The spherical La-Fe-Co-Si compound particles with giant magneto-caloric properties prepared by plasma rotating electrode process (PREP) and hydrogen permeation were obtained and their mechanism was investigated in this paper. Compared with the alloys prepared by the traditional melting and casting methods, the spherical particles prepared by the PREP have a uniform and refined structure and benefit to form the NaZn 13 -type phase with giant magneto-caloric effect (MCE). The magnetic properties of spherical particles with three different sizes show that the particles with size between 450 µm and 600 µm had the best magneto-caloric properties, the isothermal magnetic entropy change can reach 12.67 J·kg −1 ·K −1 , corresponding to the applied magnetic field changes of 0 −1.5 T. Hydrogen permeation can increase the Curie temperature ( T c ) of spherical particles, which can be ascribed to the magneto-volume effect caused by change in cell volume. When the hydrogen permeation pressure is 100 Pa, the T c increases from 218 K to 224 K, and the structure of the spherical particles remains stable at this time.
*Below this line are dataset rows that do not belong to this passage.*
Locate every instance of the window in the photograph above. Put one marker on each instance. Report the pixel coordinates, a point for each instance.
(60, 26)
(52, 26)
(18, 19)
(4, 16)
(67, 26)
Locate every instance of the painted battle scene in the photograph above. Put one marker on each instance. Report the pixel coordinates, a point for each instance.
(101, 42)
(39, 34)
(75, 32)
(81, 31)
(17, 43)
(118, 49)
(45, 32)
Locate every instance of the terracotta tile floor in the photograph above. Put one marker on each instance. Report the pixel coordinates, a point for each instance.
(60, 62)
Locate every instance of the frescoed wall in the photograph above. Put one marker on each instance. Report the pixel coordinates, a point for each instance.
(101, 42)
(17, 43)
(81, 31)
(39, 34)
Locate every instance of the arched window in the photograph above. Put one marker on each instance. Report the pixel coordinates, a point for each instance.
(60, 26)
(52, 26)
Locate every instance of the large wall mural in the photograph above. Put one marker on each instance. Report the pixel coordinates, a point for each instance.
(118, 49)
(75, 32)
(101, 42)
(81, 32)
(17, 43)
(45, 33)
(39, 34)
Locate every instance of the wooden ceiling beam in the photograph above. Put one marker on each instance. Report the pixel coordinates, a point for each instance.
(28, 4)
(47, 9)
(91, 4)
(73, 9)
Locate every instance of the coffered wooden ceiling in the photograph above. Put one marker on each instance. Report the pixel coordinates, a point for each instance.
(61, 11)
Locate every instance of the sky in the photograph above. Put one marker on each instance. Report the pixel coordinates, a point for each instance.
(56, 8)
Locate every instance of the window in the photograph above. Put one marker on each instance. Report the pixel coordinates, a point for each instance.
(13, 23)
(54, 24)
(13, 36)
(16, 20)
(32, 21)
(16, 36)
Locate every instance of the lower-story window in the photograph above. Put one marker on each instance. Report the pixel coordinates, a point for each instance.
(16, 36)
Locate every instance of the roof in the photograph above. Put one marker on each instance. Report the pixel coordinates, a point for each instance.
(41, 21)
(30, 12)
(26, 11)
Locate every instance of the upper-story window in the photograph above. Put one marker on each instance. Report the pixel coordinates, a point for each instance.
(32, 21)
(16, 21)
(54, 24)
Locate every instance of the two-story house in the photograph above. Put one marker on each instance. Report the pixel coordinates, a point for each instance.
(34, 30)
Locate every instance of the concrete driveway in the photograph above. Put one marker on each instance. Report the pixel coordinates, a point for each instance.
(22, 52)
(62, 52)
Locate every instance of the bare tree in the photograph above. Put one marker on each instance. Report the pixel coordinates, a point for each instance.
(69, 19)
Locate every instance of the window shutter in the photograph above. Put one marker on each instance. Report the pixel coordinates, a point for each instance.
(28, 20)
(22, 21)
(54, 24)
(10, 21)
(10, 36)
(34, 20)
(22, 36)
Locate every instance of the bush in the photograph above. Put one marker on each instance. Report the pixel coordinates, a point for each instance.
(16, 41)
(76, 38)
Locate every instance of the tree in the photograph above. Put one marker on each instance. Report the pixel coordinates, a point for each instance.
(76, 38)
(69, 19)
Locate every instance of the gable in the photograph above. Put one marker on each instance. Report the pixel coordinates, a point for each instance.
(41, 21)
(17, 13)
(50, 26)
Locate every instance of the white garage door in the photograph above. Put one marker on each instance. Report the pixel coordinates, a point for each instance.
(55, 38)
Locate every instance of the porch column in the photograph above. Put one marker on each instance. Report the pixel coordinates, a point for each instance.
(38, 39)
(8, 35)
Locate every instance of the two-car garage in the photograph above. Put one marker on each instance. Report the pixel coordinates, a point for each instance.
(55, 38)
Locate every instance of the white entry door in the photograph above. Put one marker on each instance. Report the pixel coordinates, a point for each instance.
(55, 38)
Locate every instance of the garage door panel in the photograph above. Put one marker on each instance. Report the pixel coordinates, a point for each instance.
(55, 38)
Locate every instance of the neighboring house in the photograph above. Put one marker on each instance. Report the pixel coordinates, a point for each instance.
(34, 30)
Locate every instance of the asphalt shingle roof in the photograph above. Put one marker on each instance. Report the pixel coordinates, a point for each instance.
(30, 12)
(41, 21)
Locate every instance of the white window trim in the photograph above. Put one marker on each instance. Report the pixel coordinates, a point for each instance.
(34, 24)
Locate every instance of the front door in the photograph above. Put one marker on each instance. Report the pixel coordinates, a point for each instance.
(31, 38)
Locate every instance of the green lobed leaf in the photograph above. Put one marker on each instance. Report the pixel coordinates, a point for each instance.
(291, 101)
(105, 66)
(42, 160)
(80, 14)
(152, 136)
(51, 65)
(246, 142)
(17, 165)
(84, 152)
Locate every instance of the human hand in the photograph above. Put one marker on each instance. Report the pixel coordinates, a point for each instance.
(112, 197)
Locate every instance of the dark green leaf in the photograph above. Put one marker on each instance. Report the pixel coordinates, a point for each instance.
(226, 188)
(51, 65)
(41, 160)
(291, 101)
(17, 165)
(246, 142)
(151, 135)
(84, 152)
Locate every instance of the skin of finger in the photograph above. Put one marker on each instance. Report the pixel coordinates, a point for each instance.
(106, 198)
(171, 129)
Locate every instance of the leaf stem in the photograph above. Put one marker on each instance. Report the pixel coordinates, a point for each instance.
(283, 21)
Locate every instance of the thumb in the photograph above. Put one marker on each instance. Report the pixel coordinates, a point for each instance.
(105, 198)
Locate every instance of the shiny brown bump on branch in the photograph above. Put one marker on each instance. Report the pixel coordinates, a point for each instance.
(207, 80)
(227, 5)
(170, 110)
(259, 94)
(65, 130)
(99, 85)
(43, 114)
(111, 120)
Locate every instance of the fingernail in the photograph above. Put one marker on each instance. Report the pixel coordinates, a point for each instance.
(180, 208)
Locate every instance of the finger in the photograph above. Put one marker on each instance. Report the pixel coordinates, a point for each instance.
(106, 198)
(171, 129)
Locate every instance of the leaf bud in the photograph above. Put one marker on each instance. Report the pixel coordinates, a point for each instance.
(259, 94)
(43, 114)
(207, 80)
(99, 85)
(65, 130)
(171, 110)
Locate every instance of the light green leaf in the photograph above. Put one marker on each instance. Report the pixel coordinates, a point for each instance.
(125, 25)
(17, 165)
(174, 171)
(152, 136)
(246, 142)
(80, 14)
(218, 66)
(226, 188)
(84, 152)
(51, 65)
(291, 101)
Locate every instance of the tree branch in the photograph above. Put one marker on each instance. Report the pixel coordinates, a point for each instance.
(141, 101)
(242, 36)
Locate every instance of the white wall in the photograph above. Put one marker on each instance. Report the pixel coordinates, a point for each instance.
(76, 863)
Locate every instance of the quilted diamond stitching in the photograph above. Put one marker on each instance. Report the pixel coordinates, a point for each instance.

The spherical La-Fe-Co-Si compound particles with giant MCE and excellent heat exchange ability are promising materials for commercial applications of magnetic refrigeration technology. • The spherical LaFe 11.3 Co 0.2 Si 1.5 alloy prepared by the plasma rotating electrode process has a uniform and fine structure. • The spherical particles can completely form NaZn 13 -type phase after heat treatment at 1373K for 120h. • Adjusting the appropriate hydrogen permeation pressure can keep the structure stable and increase the Curie temperature.